TABLE 2 sgRNA targeting sites and sequences
Figure BDA0003340870350000122
Bold shows PAM sequences
2. Protoplast isolation and transformation (4 biological replicates)
2.1 cultivation of Rice or wheat seedlings
Rinsing the rice seeds of the Zhonghua 11 with 75% ethanol for 1 minute, treating the rice seeds with 4% sodium hypochlorite for 30 minutes, and washing the rice seeds with sterile water for more than 5 times. Culturing in M6 culture medium for 3-4 weeks, and processing at 26 deg.C in dark.
The wheat seed pot is planted in a culture room and cultured for about 1-2 weeks (about 10 days) under the conditions of 25 +/-2 ℃, 1000Lx illumination and 14-16 h/d illumination.
2.2 protoplast isolation
(1) Taking young leaves of rice or wheat, cutting the middle part of the young leaves into 0.5-1mm shreds by using a blade, putting the young leaves into 0.6M Mannitol solution for shading treatment for 10min, filtering by using a filter screen, putting the young leaves into 50mL of enzymatic hydrolysate (filtering by using a 0.45 mu M filter membrane), vacuumizing (the pressure is about 15Kpa) for 30min, taking out the young leaves, and putting the young leaves on a shaking table (10rpm) for room temperature enzymolysis for 5 h; (2) adding 30-50mL of W5 to dilute the enzymolysis product, and filtering the enzymolysis liquid with a 75-micron nylon filter membrane in a round-bottom centrifuge tube (50 mL); (3) 3 rising and falling at 23 ℃ under 100g (rcf), centrifuging for 3min, and discarding the supernatant; (4) gently suspend with 10mL of W5, and place on ice for 30 min; gradually settling protoplasts, and discarding the supernatant; (5) an appropriate amount of MMG was added to suspend and put on ice for transformation.

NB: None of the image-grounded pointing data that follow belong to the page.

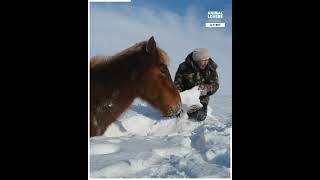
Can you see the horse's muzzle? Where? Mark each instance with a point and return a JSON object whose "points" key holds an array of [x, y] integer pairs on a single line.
{"points": [[175, 111]]}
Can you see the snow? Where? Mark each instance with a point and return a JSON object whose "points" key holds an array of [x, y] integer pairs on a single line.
{"points": [[144, 144]]}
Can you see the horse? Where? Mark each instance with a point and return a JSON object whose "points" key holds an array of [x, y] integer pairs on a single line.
{"points": [[140, 71]]}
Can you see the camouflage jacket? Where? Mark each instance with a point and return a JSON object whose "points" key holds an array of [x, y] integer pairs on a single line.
{"points": [[189, 75]]}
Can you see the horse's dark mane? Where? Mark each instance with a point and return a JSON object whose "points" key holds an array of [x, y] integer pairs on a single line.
{"points": [[101, 61]]}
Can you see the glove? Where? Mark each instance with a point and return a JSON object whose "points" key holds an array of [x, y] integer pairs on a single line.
{"points": [[193, 108]]}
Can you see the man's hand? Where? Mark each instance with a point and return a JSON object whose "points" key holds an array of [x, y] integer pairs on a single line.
{"points": [[193, 108], [204, 89]]}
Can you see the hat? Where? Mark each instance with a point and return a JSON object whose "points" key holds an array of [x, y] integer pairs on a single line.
{"points": [[200, 54]]}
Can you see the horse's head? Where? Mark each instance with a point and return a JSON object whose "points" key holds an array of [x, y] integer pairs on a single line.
{"points": [[157, 87]]}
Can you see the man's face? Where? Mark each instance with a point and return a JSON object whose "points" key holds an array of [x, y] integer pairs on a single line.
{"points": [[203, 64]]}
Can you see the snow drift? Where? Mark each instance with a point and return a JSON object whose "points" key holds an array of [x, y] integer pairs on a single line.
{"points": [[144, 144]]}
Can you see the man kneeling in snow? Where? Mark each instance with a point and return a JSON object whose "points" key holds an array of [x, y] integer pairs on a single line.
{"points": [[198, 69]]}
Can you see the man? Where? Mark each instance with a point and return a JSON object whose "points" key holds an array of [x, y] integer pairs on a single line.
{"points": [[198, 70]]}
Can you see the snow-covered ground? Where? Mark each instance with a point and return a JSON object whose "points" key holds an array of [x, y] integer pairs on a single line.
{"points": [[143, 144]]}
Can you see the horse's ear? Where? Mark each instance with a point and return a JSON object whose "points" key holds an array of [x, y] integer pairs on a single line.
{"points": [[151, 45]]}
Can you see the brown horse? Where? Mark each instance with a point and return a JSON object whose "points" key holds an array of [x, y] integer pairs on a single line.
{"points": [[115, 81]]}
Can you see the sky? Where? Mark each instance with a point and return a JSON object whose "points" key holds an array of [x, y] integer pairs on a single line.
{"points": [[177, 26]]}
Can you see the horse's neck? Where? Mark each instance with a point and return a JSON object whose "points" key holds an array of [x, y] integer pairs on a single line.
{"points": [[120, 101]]}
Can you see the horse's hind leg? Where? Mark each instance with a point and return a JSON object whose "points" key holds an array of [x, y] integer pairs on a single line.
{"points": [[94, 128]]}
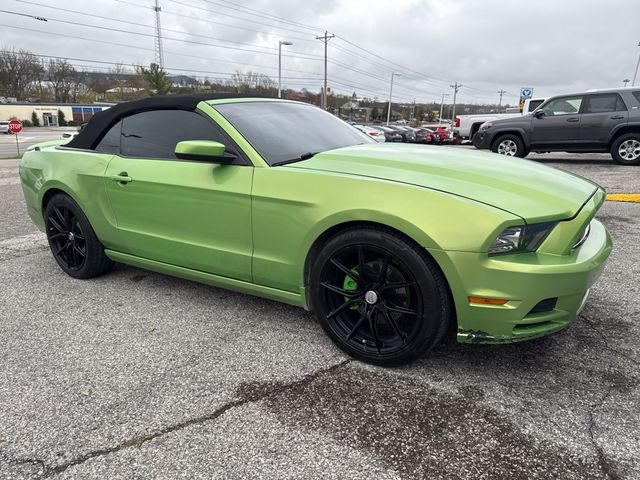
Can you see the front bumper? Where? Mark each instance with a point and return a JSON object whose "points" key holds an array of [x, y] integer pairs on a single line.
{"points": [[482, 140], [528, 280]]}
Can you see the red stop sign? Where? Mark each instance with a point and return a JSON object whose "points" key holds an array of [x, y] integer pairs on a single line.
{"points": [[15, 126]]}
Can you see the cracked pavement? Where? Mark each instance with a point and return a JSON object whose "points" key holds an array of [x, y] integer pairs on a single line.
{"points": [[140, 375]]}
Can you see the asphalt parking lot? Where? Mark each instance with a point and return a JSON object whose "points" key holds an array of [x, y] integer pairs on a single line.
{"points": [[140, 375]]}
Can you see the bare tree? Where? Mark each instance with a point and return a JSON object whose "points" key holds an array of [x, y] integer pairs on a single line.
{"points": [[253, 82], [156, 79], [62, 76], [18, 69]]}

2.3 protoplast transformation
(1) Respectively adding 10 μ g of the required transformation vector into 2mL centrifuge tubes, mixing, sucking 200 μ L of protoplast with a tip gun head, flicking, mixing, immediately adding 250 μ L of PEG4000 solution, flicking, mixing, and inducing transformation at room temperature in dark place for 20-30 min; (2) adding 800 μ L W5 (room temperature), mixing by gentle inversion, 100g (rcf), rising 3 and falling 3, centrifuging for 3min, and discarding the supernatant; (3) adding 1mL of W5, mixing by gentle inversion, transferring to 6-well plate, adding 1mL of W5 in advance, wrapping 6-well plate with tinfoil, and culturing at 23 deg.C for 48 h.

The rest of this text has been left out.